Hockenheim

Pandemie Mobile Teams gehen zuerst in kleinere Einrichtungen

Bislang keine Impfungen in Pflegeheimen

Archivartikel

Corona-Impfungen sind dieser Tage für viele Menschen das bestimmende Thema. Neben den Zentren sorgen mobile Impfteams dafür, dass das Infektionsrisiko für Risikogruppen abnimmt. In Hockenheim sind diese noch nicht in die Alten- und Pflegeheime gekommen. „Die mobilen Impfteams haben sich in unserer Region entschieden, zuerst in kleinere Einrichtungen zu gehen, weswegen wir auch noch keinen Termin erhalten haben“, berichtete Markus Hübl, Leiter von St. Elisabeth, auf Anfrage unserer Zeitung.

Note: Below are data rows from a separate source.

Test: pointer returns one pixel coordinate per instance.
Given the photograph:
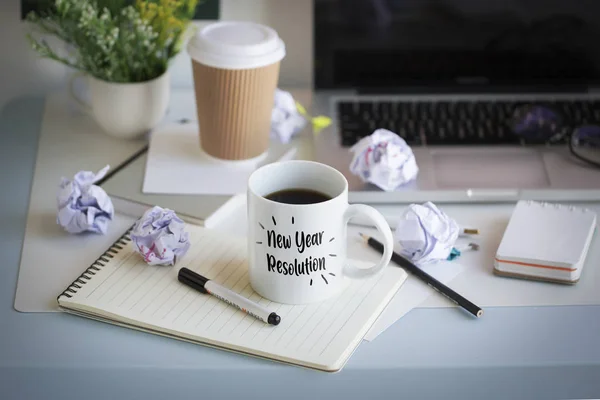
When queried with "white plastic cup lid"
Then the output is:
(236, 45)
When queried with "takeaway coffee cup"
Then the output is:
(236, 69)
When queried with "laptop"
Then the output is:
(447, 76)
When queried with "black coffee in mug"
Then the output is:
(298, 196)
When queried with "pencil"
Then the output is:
(428, 279)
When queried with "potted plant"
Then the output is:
(124, 49)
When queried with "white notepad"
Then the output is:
(121, 289)
(546, 241)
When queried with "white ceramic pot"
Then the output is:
(127, 110)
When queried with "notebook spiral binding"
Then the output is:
(96, 265)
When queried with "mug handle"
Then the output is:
(381, 224)
(84, 105)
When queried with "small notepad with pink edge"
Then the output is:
(546, 241)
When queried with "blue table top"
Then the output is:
(519, 352)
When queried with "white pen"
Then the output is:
(205, 285)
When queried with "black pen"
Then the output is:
(428, 279)
(205, 285)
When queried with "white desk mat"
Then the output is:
(476, 282)
(69, 141)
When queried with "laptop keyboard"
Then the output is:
(450, 123)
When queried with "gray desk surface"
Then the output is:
(526, 352)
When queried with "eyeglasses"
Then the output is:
(543, 125)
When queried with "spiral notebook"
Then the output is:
(545, 241)
(119, 288)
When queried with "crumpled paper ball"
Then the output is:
(384, 159)
(83, 206)
(425, 233)
(160, 237)
(286, 120)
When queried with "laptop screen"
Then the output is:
(383, 45)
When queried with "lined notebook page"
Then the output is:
(321, 335)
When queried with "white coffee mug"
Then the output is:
(297, 252)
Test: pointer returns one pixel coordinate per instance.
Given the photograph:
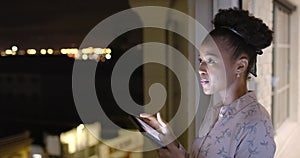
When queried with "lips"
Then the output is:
(204, 81)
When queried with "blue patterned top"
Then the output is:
(243, 130)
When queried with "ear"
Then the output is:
(242, 65)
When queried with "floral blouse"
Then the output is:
(243, 130)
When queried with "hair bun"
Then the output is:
(252, 29)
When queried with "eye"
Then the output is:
(210, 61)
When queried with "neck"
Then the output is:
(233, 92)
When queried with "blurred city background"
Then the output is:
(40, 41)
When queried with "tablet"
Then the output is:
(147, 131)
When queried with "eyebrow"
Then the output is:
(210, 54)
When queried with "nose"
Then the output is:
(202, 68)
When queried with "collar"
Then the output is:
(238, 104)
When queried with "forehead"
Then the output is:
(209, 46)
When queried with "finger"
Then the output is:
(150, 120)
(160, 121)
(163, 152)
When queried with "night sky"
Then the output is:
(36, 91)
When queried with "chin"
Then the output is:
(207, 92)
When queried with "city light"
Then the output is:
(43, 51)
(50, 51)
(97, 54)
(8, 52)
(36, 156)
(14, 48)
(31, 51)
(107, 56)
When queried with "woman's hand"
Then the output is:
(167, 136)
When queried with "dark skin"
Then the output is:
(214, 66)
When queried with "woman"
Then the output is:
(239, 126)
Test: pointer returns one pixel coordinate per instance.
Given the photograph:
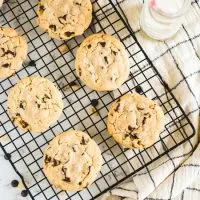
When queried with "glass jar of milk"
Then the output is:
(161, 19)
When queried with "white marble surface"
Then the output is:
(7, 174)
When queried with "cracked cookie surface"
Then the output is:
(102, 63)
(13, 51)
(135, 121)
(64, 19)
(34, 103)
(72, 161)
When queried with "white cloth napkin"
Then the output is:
(176, 175)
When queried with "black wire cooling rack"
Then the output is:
(26, 149)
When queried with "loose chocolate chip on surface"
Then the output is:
(14, 183)
(52, 27)
(94, 102)
(103, 44)
(73, 83)
(24, 193)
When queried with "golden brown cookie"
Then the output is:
(72, 161)
(34, 103)
(102, 63)
(64, 19)
(135, 121)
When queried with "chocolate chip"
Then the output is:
(69, 34)
(66, 179)
(6, 65)
(44, 98)
(74, 150)
(106, 59)
(41, 8)
(117, 108)
(94, 102)
(130, 128)
(24, 193)
(38, 105)
(79, 72)
(118, 100)
(55, 162)
(7, 156)
(114, 52)
(140, 108)
(126, 135)
(83, 142)
(140, 143)
(24, 124)
(144, 120)
(103, 44)
(10, 52)
(133, 136)
(32, 63)
(138, 89)
(14, 183)
(47, 159)
(73, 83)
(22, 105)
(64, 17)
(52, 27)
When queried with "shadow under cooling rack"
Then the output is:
(26, 149)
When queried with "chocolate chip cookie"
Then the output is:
(34, 103)
(13, 51)
(1, 3)
(64, 19)
(72, 161)
(135, 121)
(102, 63)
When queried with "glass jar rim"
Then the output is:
(179, 13)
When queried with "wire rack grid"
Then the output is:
(26, 149)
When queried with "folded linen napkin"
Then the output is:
(178, 60)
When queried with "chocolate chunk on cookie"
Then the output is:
(13, 51)
(34, 103)
(102, 62)
(63, 19)
(79, 161)
(137, 123)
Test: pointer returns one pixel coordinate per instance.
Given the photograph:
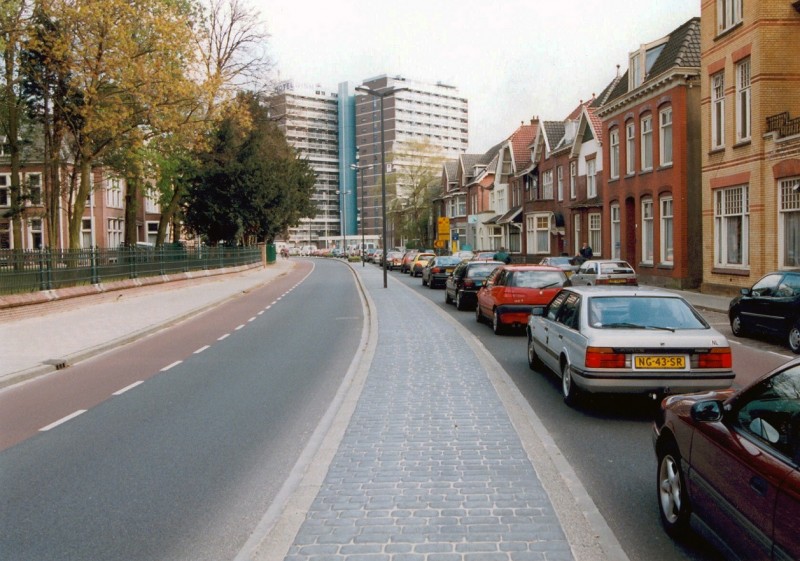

Im Med-Center betreibt Manuela Offenloch eine solche kleine Einrichtung mit 36 Plätzen. Hier sollte eigentlich an diesem Mittwoch geimpft werden – doch dann kam ein positiver Corona-Test dazwischen. „Die Teams impfen nicht in ein Ausbruchsgeschehen hinein“, erläutert Offenloch. Für das Pflegezentrum mit 96 Plätzen hat sie noch keinen Termin. Dafür die gute Nachricht, dass nur noch ein Bewohner positiv ist.

Hohe Bereitschaft der Bewohner

Die Impfbereitschaft ist durchweg hoch in den Hockenheimer Einrichtungen. Bei den Bewohnern von St. Elisabeth liege sie bei 93 Prozent, teilt Markus Hübl mit. Dort haben derzeit noch sieben Bewohner einen positiven Corona-Test, jedoch nur drei mit einem Wert, der als ansteckend gilt, sagt der Heimleiter, der vier verstorbene Bewohner zu beklagen hat. Zwei Bereiche von St. Elisabeth seien derzeit in Quarantäne, eine erneute PCR-Testung durch Dr. Jochen Straub erfolge am Mittwoch.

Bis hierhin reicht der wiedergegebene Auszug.